Uma complicada ação de substituição de guarda de menor que tramita em uma das varas de família e sucessões de Porto Alegre (RS) vem à tona no exato momento em que há discussão nacional sobre o uso do chamado santo daime, provocada pelo assassinato do cartunista Glauco por um suposto consumidor do chá alucinógeno.
 
A ação, distribuída em outubro de 2009, revela a tentativa de uma mãe de retirar do pai do seu filho a guarda que aquele possui por força de sentença proferida em 2004. Segundo a genitora e o próprio menino – um adolescente de 13 anos – o pai teria praticado agressões por causa das notas escolares deste.
 
Decisão liminar concedeu a guarda à mãe, mas posterior decisão em juízo de reconsideração manteve a guarda do adolescente com o pai. Segundo o genitor – que nega as alegadas agressões – a sentença judicial do ano de 2004 lhe concedeu a guarda porque a mãe do garoto tinha comportamento desfavorável aos filhos, envolvendo utilização de drogas.
 
Tratando da reconsideração da garda, decisão judicial explica que “a vontade de um adolescente pode e deve ser levada em conta, numa questão de guarda, quando ambos genitores possuem a mesma capacidade de exercê-la, ou seja, devem ser capazes de oferecer ao filho, o mesmo suporte social e emocional, o que claramente ainda não foi demonstrado.”

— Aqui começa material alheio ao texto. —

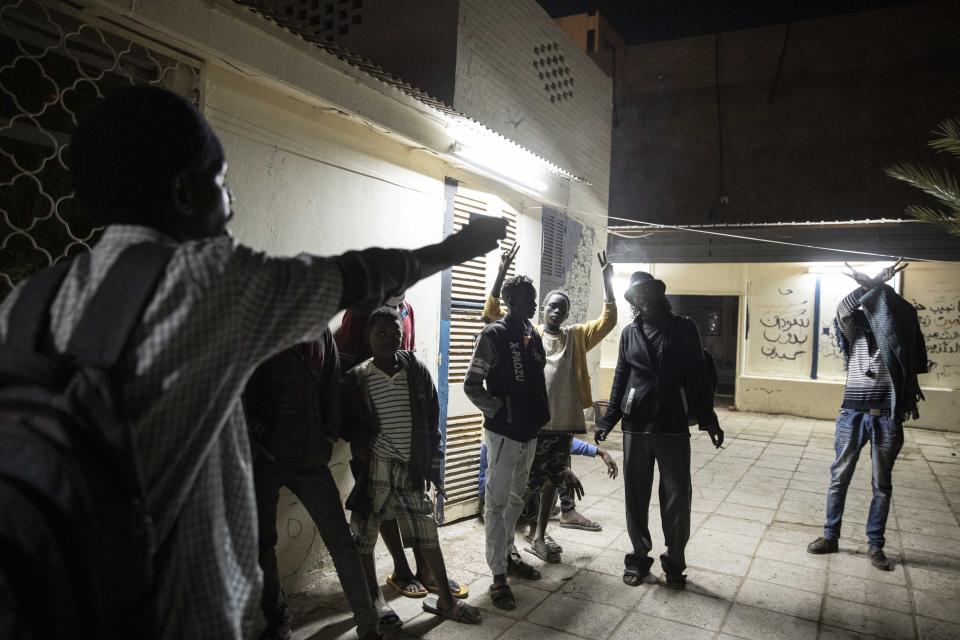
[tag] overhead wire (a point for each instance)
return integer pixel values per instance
(656, 225)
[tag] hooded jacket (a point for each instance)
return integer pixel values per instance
(510, 359)
(896, 329)
(656, 395)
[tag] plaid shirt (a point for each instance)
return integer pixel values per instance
(220, 310)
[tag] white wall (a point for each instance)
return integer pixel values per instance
(775, 359)
(312, 182)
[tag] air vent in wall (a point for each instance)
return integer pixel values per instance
(326, 19)
(552, 71)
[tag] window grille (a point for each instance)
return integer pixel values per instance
(55, 64)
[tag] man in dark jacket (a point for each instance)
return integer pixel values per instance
(509, 359)
(661, 379)
(881, 340)
(293, 412)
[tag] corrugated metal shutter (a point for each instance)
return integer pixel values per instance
(551, 258)
(469, 292)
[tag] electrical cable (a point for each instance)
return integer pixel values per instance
(736, 236)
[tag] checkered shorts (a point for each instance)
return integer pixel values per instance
(391, 495)
(551, 460)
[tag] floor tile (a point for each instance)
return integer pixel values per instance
(575, 615)
(638, 625)
(875, 594)
(786, 574)
(883, 623)
(760, 624)
(687, 607)
(795, 602)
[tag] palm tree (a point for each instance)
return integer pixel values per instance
(942, 185)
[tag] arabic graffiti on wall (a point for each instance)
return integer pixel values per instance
(785, 327)
(938, 312)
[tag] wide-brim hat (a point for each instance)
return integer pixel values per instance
(640, 279)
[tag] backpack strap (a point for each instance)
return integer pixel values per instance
(118, 304)
(29, 319)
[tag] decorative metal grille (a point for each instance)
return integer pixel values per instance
(54, 65)
(552, 69)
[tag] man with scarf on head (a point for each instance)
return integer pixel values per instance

O decisum anterior não considerara em que condições o filho passaria a residir em companhia da mãe, e se ela, de alguma forma, tinha adquirido as condições de deter a guarda, ausentes por ocasião da prolação da sentença em 2004.
 
Além disso, refere a decisão que a documentação aportada nos autos e o parecer do MP “indicam que naquela localidade [onde reside a mãe] é consumido a chá Santo Daime, que é alucinógeno. O próprio adolescente em conversas via Internet (MSN), confessa para uma amiga que está também fazendo uso do chá e participando da seita”.

E arremata: “as supostas agressões do pai ao filho, que agora devem ser mais rigorosamente sopesadas, diante da clara intenção da mãe e do adolescente de, premeditadamente alterarem a guarda, não são fundamento para reversão da mesma, em favor da mãe que não demonstrou ter condições físicas e psíquicas de exercer esta guarda em favor dos interesses dos filhos.”
 
Revelou-se também a preocupação judicial com “o fato de o adolescente de 13 anos estar consumindo um chá alucinógeno, que não se sabe ao certo que efeitos e consequências pode causar. A revolta do adolescente com a decisão que reconsiderou a alteração da guarda é natural, e até esperada, cabendo aos pais, especialmente à mãe, esclarecê-lo sobre a necessidade de esperar o desenrolar do feito, local onde as provas serão produzidas para se aferir qual dos pais detém melhores condições para criá-lo.”
 
Entretanto, a guarda do filho com o pai foi mantida não apenas por causa do consumo do santo daime, mas pelo histórico anterior das partes, devendo ficar “claro à autora, de uma vez por todas, que a sua religião, aqui é irrelevante para a decisão da causa. Suas manifestações em sentido contrário, aliás, dão à entender que procura desesperadamente mudar o foco da lide para se fazer de vítima de uma incompreensão religiosa.”
 
Por outro lado, foi ordenado ao pai que não obstacularize as vistas do filho pela mãe, sob pena de busca e apreensão do menor.
 
Agora, as partes serão submetidas à avaliação e à perícia, cujas datas já foram marcadas.
 
O Espaço Vital deixa de citar os nomes dos pais e do menor, bem como o número do processo e vara em que tramita o feito para proteger a intimidade dos envolvidos.